Ярко освещенный зал наш был уже полон, ни одного свободного места не оставалось, кое-где столики были сдвинуты под большую компанию, табачный дым в несколько слоев стлался над головами, сверкала прозрачная влага во вздымаемых чарах, стучал множественно металл о стекло и фаянс, раздавались заверения в дружбе, и уже в дальнем углу у фальшиво раскаленного камина некто седовласый в роскошно-мохнатой водолазке возглашал стихи диаконским рыком, а в другом углу компания лейб-гвардейцев стояла навытяжку, поднявши наполненные фужеры на уровень груди, – выслушивала тост, выражающий самые крайние упования, сожалея, вероятно, лишь о том, что нельзя будет, как при прежнем директоре Клуба, по опустошении фужеров разом ахнуть их об пол и придавить осколки каблуком; и уже двигался от столика к столику приветливо смеющийся, не очень известный читателям, но зато здесь почти всеми любимый Шура Пеклеваный, похлопывал сидящих по спинам, склонялся над женскими ручками и все отклонял и отклонял приглашения подсесть, потому что двигался к столику вполне определенному: Шура всегда абсолютно точно знал, к какому столику надлежит подсесть сегодня; и уже с шумом, громко переговариваясь, спускалась с антресолей по деревянной лестнице в зал манипула критиков и литературоведов, у которых только что кончилось заседание, растекалась, спустившись, между столиками, здоровалась, подсаживалась, прощалась; а посреди этого коловращения, в самом центре зала, гопа молодых напористо угощала главного редактора периферийного журнала, квадратного, даже кубического восточного человека в тюбетейке и стандартном пиджаке, усеянном по лацканам непонятными значками… Прекрасная жизнь била ключом, а мне надо было опять тащиться в чертову даль, и я с унынием думал о том, что еще может выкинуть тот, кто распоряжается моей судьбой…

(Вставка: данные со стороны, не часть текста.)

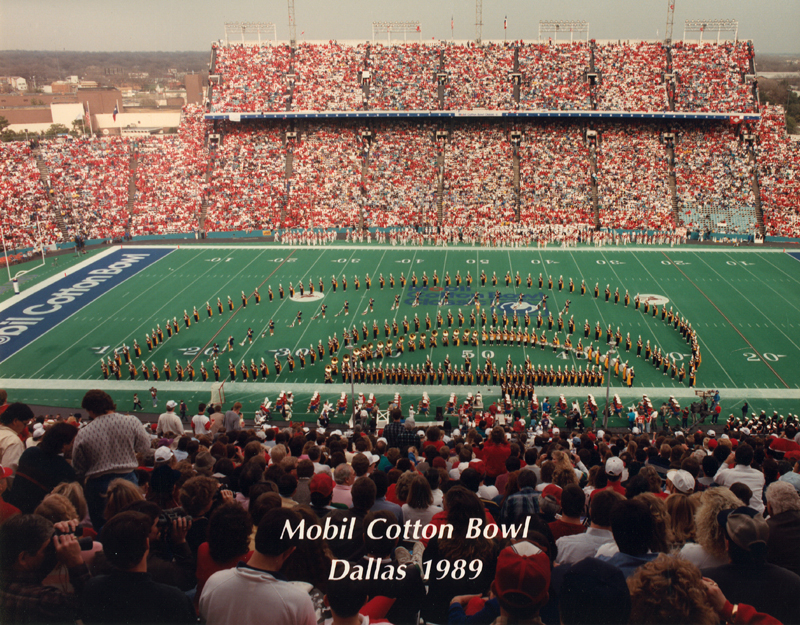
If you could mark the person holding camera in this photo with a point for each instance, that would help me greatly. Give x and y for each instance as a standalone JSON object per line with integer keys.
{"x": 117, "y": 597}
{"x": 30, "y": 547}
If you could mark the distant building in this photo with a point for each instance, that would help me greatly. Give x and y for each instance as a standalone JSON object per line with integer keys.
{"x": 18, "y": 83}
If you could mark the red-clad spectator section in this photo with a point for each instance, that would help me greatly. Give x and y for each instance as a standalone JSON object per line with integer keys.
{"x": 631, "y": 77}
{"x": 247, "y": 187}
{"x": 633, "y": 178}
{"x": 553, "y": 76}
{"x": 554, "y": 175}
{"x": 778, "y": 174}
{"x": 710, "y": 77}
{"x": 23, "y": 198}
{"x": 403, "y": 77}
{"x": 170, "y": 178}
{"x": 401, "y": 176}
{"x": 479, "y": 77}
{"x": 714, "y": 180}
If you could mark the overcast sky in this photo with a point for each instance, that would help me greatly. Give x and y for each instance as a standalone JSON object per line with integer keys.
{"x": 171, "y": 25}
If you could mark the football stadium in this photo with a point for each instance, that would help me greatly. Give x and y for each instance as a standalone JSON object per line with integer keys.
{"x": 400, "y": 278}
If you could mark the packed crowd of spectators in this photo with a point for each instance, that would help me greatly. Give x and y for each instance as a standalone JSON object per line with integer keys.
{"x": 778, "y": 174}
{"x": 714, "y": 179}
{"x": 327, "y": 77}
{"x": 111, "y": 520}
{"x": 248, "y": 178}
{"x": 554, "y": 175}
{"x": 403, "y": 77}
{"x": 479, "y": 182}
{"x": 170, "y": 174}
{"x": 710, "y": 77}
{"x": 90, "y": 176}
{"x": 401, "y": 176}
{"x": 326, "y": 186}
{"x": 633, "y": 178}
{"x": 631, "y": 76}
{"x": 253, "y": 78}
{"x": 22, "y": 198}
{"x": 479, "y": 76}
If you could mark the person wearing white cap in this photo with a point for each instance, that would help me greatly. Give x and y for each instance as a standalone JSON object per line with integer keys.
{"x": 680, "y": 481}
{"x": 169, "y": 422}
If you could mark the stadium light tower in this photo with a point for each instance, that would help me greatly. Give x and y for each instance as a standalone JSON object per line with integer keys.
{"x": 478, "y": 21}
{"x": 396, "y": 27}
{"x": 561, "y": 26}
{"x": 292, "y": 24}
{"x": 703, "y": 26}
{"x": 670, "y": 20}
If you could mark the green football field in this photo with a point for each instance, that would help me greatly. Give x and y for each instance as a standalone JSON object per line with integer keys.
{"x": 744, "y": 306}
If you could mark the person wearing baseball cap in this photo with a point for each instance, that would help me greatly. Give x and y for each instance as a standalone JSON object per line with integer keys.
{"x": 749, "y": 578}
{"x": 321, "y": 490}
{"x": 680, "y": 481}
{"x": 614, "y": 468}
{"x": 169, "y": 422}
{"x": 521, "y": 583}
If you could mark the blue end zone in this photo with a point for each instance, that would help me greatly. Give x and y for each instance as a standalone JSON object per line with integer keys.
{"x": 25, "y": 321}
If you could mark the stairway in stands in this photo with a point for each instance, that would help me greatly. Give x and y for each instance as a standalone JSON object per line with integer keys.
{"x": 757, "y": 193}
{"x": 133, "y": 164}
{"x": 673, "y": 184}
{"x": 44, "y": 178}
{"x": 595, "y": 198}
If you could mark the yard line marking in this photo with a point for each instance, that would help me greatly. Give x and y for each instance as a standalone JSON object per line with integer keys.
{"x": 699, "y": 339}
{"x": 728, "y": 320}
{"x": 294, "y": 349}
{"x": 770, "y": 288}
{"x": 103, "y": 321}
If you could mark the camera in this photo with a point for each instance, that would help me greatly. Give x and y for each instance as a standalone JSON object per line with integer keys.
{"x": 166, "y": 517}
{"x": 85, "y": 542}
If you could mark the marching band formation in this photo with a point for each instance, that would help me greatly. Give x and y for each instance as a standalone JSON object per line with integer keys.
{"x": 370, "y": 346}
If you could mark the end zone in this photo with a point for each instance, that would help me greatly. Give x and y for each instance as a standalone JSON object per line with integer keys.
{"x": 41, "y": 309}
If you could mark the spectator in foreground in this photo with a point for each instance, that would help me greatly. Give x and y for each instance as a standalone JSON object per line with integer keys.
{"x": 129, "y": 594}
{"x": 106, "y": 450}
{"x": 12, "y": 424}
{"x": 248, "y": 592}
{"x": 783, "y": 505}
{"x": 28, "y": 552}
{"x": 692, "y": 598}
{"x": 749, "y": 578}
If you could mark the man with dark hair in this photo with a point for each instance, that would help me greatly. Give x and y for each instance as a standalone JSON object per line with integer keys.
{"x": 381, "y": 487}
{"x": 12, "y": 424}
{"x": 252, "y": 592}
{"x": 632, "y": 524}
{"x": 129, "y": 594}
{"x": 28, "y": 553}
{"x": 573, "y": 502}
{"x": 393, "y": 430}
{"x": 749, "y": 578}
{"x": 580, "y": 546}
{"x": 742, "y": 472}
{"x": 522, "y": 503}
{"x": 106, "y": 450}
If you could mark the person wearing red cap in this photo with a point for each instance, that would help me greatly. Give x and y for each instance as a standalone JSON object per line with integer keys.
{"x": 521, "y": 583}
{"x": 321, "y": 489}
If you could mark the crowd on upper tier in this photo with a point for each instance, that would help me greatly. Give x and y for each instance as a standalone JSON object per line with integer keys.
{"x": 626, "y": 76}
{"x": 268, "y": 174}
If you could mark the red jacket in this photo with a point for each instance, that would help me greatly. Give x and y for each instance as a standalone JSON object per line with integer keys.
{"x": 495, "y": 456}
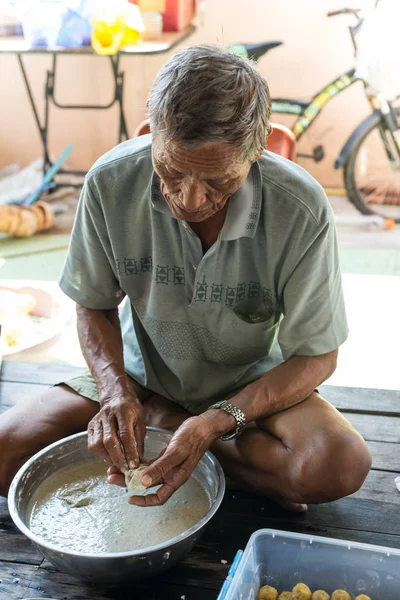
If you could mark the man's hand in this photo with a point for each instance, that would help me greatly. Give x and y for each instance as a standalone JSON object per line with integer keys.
{"x": 117, "y": 432}
{"x": 175, "y": 465}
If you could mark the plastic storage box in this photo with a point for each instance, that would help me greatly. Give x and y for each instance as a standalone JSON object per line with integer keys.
{"x": 282, "y": 559}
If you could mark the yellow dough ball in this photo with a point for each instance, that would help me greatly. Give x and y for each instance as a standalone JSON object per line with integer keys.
{"x": 301, "y": 591}
{"x": 320, "y": 595}
{"x": 267, "y": 593}
{"x": 340, "y": 595}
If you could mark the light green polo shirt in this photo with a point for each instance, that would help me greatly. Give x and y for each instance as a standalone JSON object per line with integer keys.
{"x": 196, "y": 328}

Мне повезло – я сразу же схватил такси, и через полчаса мы с водителем отыскали в Бирюлеве больницу. Когда я вошел в палату, Костя сидел на койке, скрестивши ноги по-турецки, и с отвращением выскребал ложкой с тарелки остатки манной каши. Был он весь в больничном, клеймен был больничными клеймами, но в остальном выглядел неплохо. Конечно, румяным крепышом я бы его сейчас не назвал, морда у него была для этого слишком бледновата, но и от умирающего в нем теперь ничего уже не осталось, хотя подбородок и был измазан – манной кашей.
Палата оказалась на шесть коек, и у окна кто-то лежал с капельницей, а больше в палате никого не было, все ушли на хоккей.
Увидев меня, Костя живо вскочил и так рьяно ко мне бросился, что я было ужаснулся: уж не хочет ли он меня обнять. Однако он ограничился пожатием и сердечным трясением руки моей. Он пожимал и тряс мою руку и говорил при этом как заведенный, почему-то все оглядываясь на тело с капельницей. Он не давал мне сказать ни слова. Он рассказывал мне, как его сначала рвало, а потом несло, как ему промывали сначала желудок, а потом кишечник, как его кололи, как его массировали и как ему давали кислород. И все время при этом он оглядывался и, наступая мне на ноги, оттеснял меня к двери.
– Да что ты пихаешься? – сказал я наконец уже в коридоре.
– Пойдем присядем, – пригласил он. – Вон там, скамеечка под пальмой.
Мы сели. В коридоре было совершенно пусто, только вдали дежурная сестра тихонько звякала пузырьками, а Костя все еще продолжал говорить, хотя уже и с заметно меньшим возбуждением. Его неистовую радость при встрече со мной я отнес за счет эйфории от неистового чувства благодарности и подумал, помнится: «Надо же, животное – а ведь чувствует!» И сейчас, ворвавшись в первую же паузу, я благодушно осведомился:
– Что, помогло, значит?
– Что именно? – спросил он быстро.
– Ну, этот твой… мафусаил…
– Да! – сдавленным от восторга голосом воскликнул он, снова хватая меня за руку. – Да! Если бы не это… А тут, понимаешь, сразу промывание желудка, под давлением, представляешь? Клизму такую засадили, вредители! Знаешь, сегодня я только понял, какая это страшная пытка у инквизиторов была, когда сзади воду закачивают… Веришь, у меня глаза на лоб полезли, впору к окулисту проситься!..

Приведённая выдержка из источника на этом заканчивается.